Cela dit, les auteurs ne parviennent pas vraiment à éviter certains écueils assez classiques de la sociologie de l’éducation. Ainsi, tout en expliquant avec beaucoup de pertinence comment les inégalités scolaires se construisent socialement, l’ouvrage renforce d’une certaine façon la légitimité des jugements scolaires, au détriment d’autres critères de jugement, plus répandus dans les familles des couches populaires notamment. Certes, les jugements scolaires, pour arbitraires qu’ils peuvent apparaître, fondent les inégalités et donc les pouvoirs des uns sur les autres ; aussi, il eût été tout aussi regrettable de tomber dans l’écueil inverse, celui de la relativité absolue des normes. Néanmoins, la perspective adoptée dans l’ouvrage tend à atténuer, voire à invisibiliser, les capacités de résistances des classes populaires.

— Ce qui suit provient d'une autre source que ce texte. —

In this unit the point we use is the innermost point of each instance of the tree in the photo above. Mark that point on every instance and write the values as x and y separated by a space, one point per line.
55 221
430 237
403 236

De sorte que l’ouvrage, contrairement aux précédents travaux de Bernard Lahire, peut sembler renouer avec un certain fatalisme, qui avait été tant reproché aux travaux d’inspiration bourdieusienne. Certes, les monographies donnent à voir la pluralité des instances de socialisation qui concourent à la fabrication sociale des enfants. Il apparaît ainsi clairement que l’influence des parents ne suffit pas à rendre compte de la socialisation d’un enfant et qu’il convient de s’intéresser à la pluralité des instances de socialisation dans lesquelles les enfants évoluent. Cependant, cette pluralité est elle-même limitée puisqu’elle est d’abord le produit de la trajectoire sociale des parents et des enfants, de leurs rencontres, de leurs expériences, etc. Qui ne sont pas les mêmes d’un milieu social à l’autre.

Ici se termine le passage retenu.